CMU Physicist Earns Department of Energy Early Career Research Award

By Patrick Monahan

Jocelyn Duffy
  • Mellon College of Science
  • 412-268-9982

Ben Hunt, an assistant professor of physics at Carnegie Mellon University, was awarded a five-year Department of Energy (DOE) Early Career Research Award in the area of basic energy sciences.

Hunt studies the behavior of electrons in extremely cold temperatures and powerful magnetic fields where familiar physics fades away and particles are governed by a different set of laws. There, he said he hopes to discover new materials that could be building blocks for the quantum computers of the future.

"We're going to take matter to the extreme," Hunt said.

One material Hunt studies is graphene, a material made from a flat honeycomb pattern of carbon atoms, and which has a number of remarkable properties. In 2013, Hunt helped lead a team that discovered one of these properties: when stacked up with an insulator, graphene gains the ability to "turn off" its conductivity, which is crucial for conveying the binary information at the heart of all classical computers.
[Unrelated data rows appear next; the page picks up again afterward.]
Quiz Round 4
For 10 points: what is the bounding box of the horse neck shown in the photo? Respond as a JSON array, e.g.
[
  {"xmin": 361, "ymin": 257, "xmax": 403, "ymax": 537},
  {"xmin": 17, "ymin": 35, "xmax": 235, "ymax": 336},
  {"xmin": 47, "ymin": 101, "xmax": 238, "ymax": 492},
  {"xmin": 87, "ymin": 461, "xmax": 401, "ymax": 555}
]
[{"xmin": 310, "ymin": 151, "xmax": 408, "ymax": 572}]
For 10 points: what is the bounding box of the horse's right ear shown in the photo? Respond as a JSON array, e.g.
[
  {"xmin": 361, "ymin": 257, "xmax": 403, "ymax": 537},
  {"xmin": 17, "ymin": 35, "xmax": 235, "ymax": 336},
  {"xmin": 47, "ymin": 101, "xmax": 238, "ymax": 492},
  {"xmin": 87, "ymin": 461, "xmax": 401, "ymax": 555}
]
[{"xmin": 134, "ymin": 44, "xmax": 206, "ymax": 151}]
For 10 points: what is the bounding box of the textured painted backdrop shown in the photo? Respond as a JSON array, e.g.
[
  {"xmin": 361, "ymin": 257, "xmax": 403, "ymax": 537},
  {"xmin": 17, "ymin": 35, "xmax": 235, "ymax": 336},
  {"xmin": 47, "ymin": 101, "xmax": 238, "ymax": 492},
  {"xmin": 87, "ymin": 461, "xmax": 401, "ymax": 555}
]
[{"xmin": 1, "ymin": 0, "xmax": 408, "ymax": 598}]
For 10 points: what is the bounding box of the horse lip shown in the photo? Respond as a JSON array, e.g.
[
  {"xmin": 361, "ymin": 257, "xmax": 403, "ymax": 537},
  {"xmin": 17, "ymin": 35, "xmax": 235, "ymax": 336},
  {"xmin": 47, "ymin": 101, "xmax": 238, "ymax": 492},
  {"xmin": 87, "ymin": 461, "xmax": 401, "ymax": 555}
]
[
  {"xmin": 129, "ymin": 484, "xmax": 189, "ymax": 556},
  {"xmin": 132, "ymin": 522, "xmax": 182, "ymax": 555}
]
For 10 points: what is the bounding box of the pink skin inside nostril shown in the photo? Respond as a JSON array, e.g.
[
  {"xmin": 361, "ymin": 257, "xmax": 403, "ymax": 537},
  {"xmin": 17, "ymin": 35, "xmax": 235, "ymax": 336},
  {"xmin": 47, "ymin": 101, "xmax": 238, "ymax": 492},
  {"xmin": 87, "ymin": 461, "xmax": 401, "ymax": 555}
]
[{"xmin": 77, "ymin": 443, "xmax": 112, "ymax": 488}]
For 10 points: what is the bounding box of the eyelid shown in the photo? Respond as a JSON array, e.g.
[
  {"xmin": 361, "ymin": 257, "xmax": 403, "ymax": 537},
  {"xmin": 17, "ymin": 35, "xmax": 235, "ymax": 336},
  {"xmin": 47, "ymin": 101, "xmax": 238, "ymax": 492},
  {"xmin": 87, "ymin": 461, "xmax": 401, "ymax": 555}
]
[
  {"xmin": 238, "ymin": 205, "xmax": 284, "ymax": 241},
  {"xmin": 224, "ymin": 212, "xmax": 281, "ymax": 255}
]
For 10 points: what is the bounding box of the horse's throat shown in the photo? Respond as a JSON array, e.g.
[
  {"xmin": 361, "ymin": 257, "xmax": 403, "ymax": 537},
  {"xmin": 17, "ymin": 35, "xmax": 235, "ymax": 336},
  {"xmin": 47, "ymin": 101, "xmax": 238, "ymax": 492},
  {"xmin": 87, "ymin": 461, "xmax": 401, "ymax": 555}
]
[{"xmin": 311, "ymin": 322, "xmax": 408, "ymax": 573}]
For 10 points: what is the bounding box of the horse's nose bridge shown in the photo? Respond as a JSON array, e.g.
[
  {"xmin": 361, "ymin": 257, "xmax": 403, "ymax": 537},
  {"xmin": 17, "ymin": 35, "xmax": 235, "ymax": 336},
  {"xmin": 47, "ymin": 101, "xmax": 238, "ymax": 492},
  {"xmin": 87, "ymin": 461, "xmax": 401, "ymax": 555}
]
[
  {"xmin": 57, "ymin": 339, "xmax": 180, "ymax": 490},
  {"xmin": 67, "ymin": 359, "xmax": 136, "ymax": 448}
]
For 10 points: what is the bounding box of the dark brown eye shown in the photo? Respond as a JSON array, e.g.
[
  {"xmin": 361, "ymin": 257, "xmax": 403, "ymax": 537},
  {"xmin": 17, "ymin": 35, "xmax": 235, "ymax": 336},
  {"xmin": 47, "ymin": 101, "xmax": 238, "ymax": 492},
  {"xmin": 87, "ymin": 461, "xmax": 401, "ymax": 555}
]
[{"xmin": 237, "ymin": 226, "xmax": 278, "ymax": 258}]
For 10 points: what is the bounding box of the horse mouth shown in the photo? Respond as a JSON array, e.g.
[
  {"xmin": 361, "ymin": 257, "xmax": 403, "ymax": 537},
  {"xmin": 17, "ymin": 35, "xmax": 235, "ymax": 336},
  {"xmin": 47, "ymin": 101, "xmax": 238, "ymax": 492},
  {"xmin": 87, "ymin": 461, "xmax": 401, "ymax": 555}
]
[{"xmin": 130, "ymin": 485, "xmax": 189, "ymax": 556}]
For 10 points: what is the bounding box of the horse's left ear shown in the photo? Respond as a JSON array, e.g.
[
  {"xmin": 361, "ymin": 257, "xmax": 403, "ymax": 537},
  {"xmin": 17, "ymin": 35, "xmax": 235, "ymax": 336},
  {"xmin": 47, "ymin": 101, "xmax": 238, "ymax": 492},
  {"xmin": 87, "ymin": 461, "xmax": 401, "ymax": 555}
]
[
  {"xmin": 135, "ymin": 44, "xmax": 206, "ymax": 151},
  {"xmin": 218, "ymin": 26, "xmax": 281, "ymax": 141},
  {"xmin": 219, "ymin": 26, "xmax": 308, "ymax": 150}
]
Now, Hunt wants to find a material that could form the substrate for the next generation of computers. Hunt's DOE project aims to layer graphene with other flat materials at a small fraction of a degree above absolute zero to form what's called a "topological insulator." In this new form of matter, electrons can move along the edge of the material with no loss of energy. That property makes these materials a strong candidate for underlying the ultra-powerful quantum computers of the future, in the same way that silicon underlies the computers of today.

DOE Early Career Research awards provide five years of financial support to exceptional researchers in the early years of their career. Hunt is one of 59 recipients from a pool of roughly 700 proposals. He plans to use the grant to fund graduate students and postdoctoral researchers in his lab.

"I have all of the equipment and collaborations that I need," Hunt said. "What I need are enthusiastic and bright scientists to execute these ideas that are on paper right now."